Welcome to WebmasterWorld Guest from 188.8.131.52
My posting there was a bit off topic, so he asked me to start a thread of its own on this. So here's my idea:
Concerning links: what about intranets accomplishing the internet to what I think is named "deep web"?
My warehouse-management is running on an internal WAMP-system and I constantly work on it having my toolbar enabled. In order to get access from home as well, I forwarded port 80 to the server, so at least in principle google-spiders might get access to the system, tracking the IP, while I work from home.
Maybe I should modify the password-protection and place some links there? ;)
Besides: is my customer-data really safe with the toolbar enabled?
What do you think?
At one point a year or so ago one of my customers managed to get his secure CP URL into google somehow. I THINK it was through a key logger in a cafe or some such in that case but I certainly wasn't happy to hear he found his CP by typing the complete secure URL into google instead of into the browser's Location field.
I don't know if google would look at your intranet but if it has a .com domain associated with it it's quite likely. I know google picks up a new .com registration within days and goes hunting for its web site.
If you are accessing your intranet remotely using a domain name then that DNS registration is available to all and sundry. It WILL attract hackers. It was stupid of me to name a test domain on my local server, publicly accessible for remote testing, as paypal.example.com but it did prove the point. :(
Have you considered using a port other than the traditional 80 and 8080 for http?
Technically, here in Germany the connection is generally cut once within every 24 hours, and then assigned a different IP. There is additional password-protection to my data, of course, so I feel quite save on this, actually.
The initial question was NOT how to make sure intranets NOT be found, but whether there is evidence google and other SE spiders already target indexing the deep web.
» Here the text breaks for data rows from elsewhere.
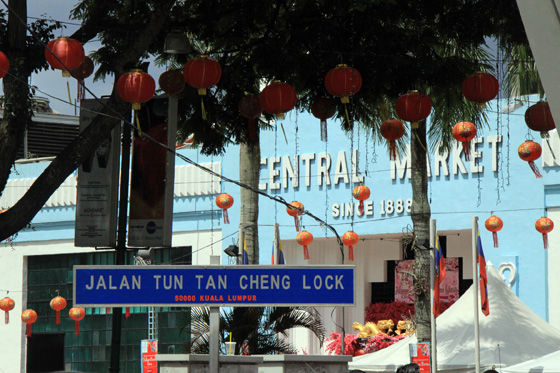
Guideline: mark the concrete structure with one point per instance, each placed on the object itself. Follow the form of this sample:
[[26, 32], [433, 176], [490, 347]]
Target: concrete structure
[[322, 175]]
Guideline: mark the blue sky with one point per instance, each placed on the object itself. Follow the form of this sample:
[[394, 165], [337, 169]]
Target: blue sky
[[50, 83]]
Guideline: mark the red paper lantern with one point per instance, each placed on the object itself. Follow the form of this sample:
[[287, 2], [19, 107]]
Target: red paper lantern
[[136, 87], [361, 193], [4, 64], [202, 72], [250, 107], [530, 151], [28, 317], [392, 130], [480, 87], [224, 201], [544, 226], [278, 98], [350, 239], [464, 132], [494, 224], [343, 82], [323, 108], [539, 118], [58, 304], [6, 305], [172, 82], [413, 107], [295, 209], [304, 238], [64, 54], [77, 314]]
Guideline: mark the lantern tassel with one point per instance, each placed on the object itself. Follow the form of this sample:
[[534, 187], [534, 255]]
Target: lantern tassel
[[466, 150], [392, 150], [252, 130], [535, 169], [203, 110], [226, 217], [305, 253], [323, 130]]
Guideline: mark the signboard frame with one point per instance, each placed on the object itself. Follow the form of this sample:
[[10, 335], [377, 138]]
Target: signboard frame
[[150, 291]]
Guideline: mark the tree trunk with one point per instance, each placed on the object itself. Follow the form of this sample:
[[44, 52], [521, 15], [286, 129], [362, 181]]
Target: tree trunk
[[17, 107], [249, 167], [421, 223]]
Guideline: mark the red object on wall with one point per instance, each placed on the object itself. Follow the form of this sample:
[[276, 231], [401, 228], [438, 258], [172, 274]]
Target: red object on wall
[[278, 98], [77, 314], [172, 82], [494, 224], [361, 193], [530, 151], [323, 108], [7, 304], [343, 81], [480, 87], [392, 130], [202, 72], [464, 132], [28, 317], [350, 239], [544, 226], [4, 64], [250, 108], [304, 238], [58, 304], [413, 107], [295, 209], [136, 87], [539, 118], [224, 201], [64, 54]]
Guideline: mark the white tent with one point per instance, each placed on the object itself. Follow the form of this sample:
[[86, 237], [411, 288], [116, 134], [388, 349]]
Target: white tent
[[511, 334], [545, 364]]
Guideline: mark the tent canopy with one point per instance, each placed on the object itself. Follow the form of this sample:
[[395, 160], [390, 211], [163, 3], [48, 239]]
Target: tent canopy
[[512, 333]]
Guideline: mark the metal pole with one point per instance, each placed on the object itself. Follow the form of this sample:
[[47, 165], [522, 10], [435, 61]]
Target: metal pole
[[433, 238], [214, 358], [121, 243], [475, 292]]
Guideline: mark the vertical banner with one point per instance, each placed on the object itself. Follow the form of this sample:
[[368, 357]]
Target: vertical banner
[[98, 183], [152, 175], [148, 350], [420, 354]]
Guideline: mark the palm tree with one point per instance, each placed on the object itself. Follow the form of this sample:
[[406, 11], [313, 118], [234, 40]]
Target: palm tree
[[259, 329]]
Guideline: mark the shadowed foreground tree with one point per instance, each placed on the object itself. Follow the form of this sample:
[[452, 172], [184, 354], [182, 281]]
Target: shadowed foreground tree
[[397, 46], [260, 330]]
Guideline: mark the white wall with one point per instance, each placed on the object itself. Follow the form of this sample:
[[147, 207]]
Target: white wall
[[13, 276]]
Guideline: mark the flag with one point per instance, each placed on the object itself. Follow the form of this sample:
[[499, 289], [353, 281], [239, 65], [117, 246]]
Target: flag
[[280, 253], [483, 279], [245, 253], [439, 276]]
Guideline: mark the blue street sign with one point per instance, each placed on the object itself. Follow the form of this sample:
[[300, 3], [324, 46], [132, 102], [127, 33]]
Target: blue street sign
[[187, 286]]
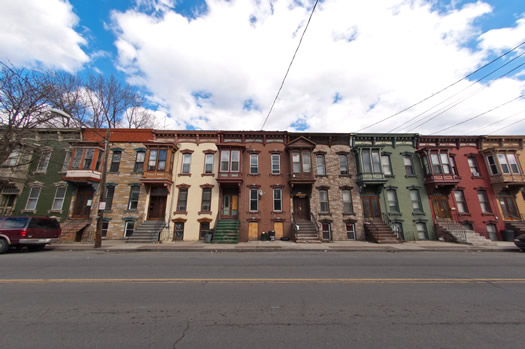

But I did not find the time, yet, to check my logfiles accordingly.
If neither of these applies then google probably won't find you - unless, perhaps, they really do read gmail or toolbars or whatever. You could always include a robots.txt forbidding access and a meta robots per page for extra safety, although if a hacker's bot finds you that wouldn't help. I assume the password protection is good quality.
Back to the toolbar - it would not surprise me if google stores all links accessed, although I obviously have no specific knowledge of that. I would never use a toolbar anyway, especially when accessing a private site or control panel.
For similar reasons, I am not really happy with it, either. But I like the quick access to the search-form-field, and the toolbar still gives me a short glimpse of the "importance of a website" (however outdated and sometimes weird the results may be).
I often tried, but I don't get used to using two different browsers.
Not sure what you mean by "two different browsers". Do you mean two different types (IE and FF) or multiple windows open?
I use Firefox exclusively for browsing online. Currently I have 7 windows open with about 45 tabs between them. Of those, about eight tabs are different google searches. And that's only on one of my machines! :)
If you publish a host to the Domain Name System, visit a URL via a search engine toolbar, or if a reference to the URL appears somewhere in the public internet, then that URL has a realistic chance of being added to the content discovery queue at a major search engine.
The only reliable method I'm aware of to prevent the content at a published URL making it onto the public internet is to authenticate users - ideally via a username/password combination, or otherwise by some other characteristic of the client - IP, for instance.
If you have a reasonable authentication mechanism, then search engines cannot access the content of that URL. The best they can do is request the URL and get denied.
is my customer-data really safe with the toolbar enabled?
The last time I checked, the toolbar sent URLs back to Google, not content from URLs. You can install a packet sniffer and check whether the same happens on your own computer.
For me, the bottom line is that if you publish a URL to the public internet, the either you verify users or consider the contents available to anyone - search engines included. If a search engine can get the content, so can anyone with an internet connection.
[edited by: Receptional_Andy at 10:40 pm (utc) on April 22, 2009]
Yepp. It emerged from Brett's thread on seeking unconventional means to place URLs. I was wondering, whether google - with it's ever-growing hunger for data - is already targetting the deep-web.
And maybe not just incidentally...
I was thinking of checking the logfiles of my apache-intranet, but I found I did not care for it for two years. Due to either a misconfiguration or some breakdowns this logfile is 0,5 GByte of size;) Currently, I see no way to have a decent look in an acceptable timespan. I'd have to split this file first and have other things to do.